The latest report, which looked into developments in 2021, said Japan has met two of the three criteria, having "material current account surpluses combined with significant bilateral trade surpluses with the United States."
As for foreign exchange operations, the department said Japan, which has not intervened since 2011, is "transparent." But it also emphasized that its "firm expectation" is that intervention should be reserved only for "very exceptional circumstances with appropriate prior consultations."
The same phrase on intervention has been seen in previous reports. But yen-buying, dollar-selling market intervention is seen as an option Japanese authorities may seriously consider amid the yen's recent free-fall.
A weak yen has been seen as a boon to Japanese exporters as it boosts their overseas profits when the money is repatriated. When combined with soaring crude oil and other commodity prices, however, it becomes a headache for the resource-scarce country as it pushes up import costs and could dampen consumer spending.
The yen's weakness is largely attributed to prospects for divergence in monetary policy between Japan and the United States. While the Federal Reserve decided in March to raise key interest rates to tackle high inflation, the Bank of Japan has been sticking to its powerful monetary easing to keep interest rates around zero percent.
The Japanese currency depreciated 10 percent last year and currently sits near 50-year lows on a real effective exchange rate basis, according to the report.
The report also emphasized that China's failure to publish foreign exchange intervention data and its broader lack of transparency around key features of its exchange rate mechanism make it "an outlier among major economies," and the Treasury Department will "closely monitor the foreign exchange activities of its state-owned banks."
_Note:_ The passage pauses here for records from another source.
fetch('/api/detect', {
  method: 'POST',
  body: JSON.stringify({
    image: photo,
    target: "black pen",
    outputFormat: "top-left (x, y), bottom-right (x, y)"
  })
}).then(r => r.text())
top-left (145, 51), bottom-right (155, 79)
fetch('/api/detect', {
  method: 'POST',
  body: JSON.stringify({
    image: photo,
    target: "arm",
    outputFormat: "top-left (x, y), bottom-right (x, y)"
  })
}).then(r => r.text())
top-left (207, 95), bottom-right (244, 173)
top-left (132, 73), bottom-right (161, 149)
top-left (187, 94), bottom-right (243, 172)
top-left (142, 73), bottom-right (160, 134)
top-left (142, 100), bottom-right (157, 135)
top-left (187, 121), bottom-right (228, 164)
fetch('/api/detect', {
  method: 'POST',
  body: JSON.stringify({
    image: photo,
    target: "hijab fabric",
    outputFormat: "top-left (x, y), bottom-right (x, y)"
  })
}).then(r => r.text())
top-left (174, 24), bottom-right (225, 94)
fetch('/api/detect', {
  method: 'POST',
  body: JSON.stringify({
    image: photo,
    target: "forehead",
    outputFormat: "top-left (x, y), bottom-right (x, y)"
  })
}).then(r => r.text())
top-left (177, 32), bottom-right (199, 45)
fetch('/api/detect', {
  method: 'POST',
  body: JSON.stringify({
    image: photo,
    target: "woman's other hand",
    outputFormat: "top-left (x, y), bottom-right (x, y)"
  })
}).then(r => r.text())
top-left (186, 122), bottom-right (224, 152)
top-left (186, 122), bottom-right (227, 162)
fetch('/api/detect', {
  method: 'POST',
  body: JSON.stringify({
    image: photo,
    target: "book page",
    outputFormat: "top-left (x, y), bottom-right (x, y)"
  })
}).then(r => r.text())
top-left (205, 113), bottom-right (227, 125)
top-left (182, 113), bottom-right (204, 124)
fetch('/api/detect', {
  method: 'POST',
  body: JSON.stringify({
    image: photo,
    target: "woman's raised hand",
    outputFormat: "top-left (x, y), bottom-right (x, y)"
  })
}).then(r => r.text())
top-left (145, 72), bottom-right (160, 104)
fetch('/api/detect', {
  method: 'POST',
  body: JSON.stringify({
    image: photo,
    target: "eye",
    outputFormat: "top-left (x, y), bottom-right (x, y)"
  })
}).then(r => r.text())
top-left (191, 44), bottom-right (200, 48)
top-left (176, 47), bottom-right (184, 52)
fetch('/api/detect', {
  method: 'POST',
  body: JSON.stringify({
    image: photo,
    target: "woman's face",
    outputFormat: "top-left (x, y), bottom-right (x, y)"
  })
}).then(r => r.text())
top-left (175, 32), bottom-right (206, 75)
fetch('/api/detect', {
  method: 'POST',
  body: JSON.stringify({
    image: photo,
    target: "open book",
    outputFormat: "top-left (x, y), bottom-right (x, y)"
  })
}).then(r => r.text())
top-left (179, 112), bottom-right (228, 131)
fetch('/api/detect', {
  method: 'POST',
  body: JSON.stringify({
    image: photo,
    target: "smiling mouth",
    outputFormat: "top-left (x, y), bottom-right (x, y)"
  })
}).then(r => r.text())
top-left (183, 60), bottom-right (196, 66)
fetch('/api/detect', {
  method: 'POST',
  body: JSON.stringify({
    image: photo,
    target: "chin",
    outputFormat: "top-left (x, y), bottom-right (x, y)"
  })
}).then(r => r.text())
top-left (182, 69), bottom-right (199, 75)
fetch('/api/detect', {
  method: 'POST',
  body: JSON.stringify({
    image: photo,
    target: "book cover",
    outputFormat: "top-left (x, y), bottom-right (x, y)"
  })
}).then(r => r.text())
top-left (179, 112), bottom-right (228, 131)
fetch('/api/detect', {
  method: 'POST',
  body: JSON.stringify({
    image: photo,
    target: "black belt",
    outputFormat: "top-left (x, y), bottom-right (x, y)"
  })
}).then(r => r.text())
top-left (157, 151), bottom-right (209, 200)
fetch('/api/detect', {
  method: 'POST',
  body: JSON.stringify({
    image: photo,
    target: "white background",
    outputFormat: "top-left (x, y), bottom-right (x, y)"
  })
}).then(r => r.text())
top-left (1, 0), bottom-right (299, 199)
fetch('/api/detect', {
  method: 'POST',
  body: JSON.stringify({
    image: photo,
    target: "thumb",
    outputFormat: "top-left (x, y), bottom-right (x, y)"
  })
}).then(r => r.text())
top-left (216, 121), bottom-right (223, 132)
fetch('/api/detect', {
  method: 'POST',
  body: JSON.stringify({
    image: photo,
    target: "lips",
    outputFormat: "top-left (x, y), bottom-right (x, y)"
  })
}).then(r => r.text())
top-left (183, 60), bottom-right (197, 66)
The department, meanwhile, concluded that Switzerland met all three criteria and said it will continue an "enhanced bilateral engagement" to address the issue.
But it refrained from labeling any major U.S. trading partner as a currency manipulator, which could result in it imposing sanctions.
In the previous report from December 2021, Vietnam and Taiwan were found to have met all the criteria to be deemed currency manipulators, but were only subject to "enhanced engagement."
In the latest report, the two economies were added to the "monitoring list."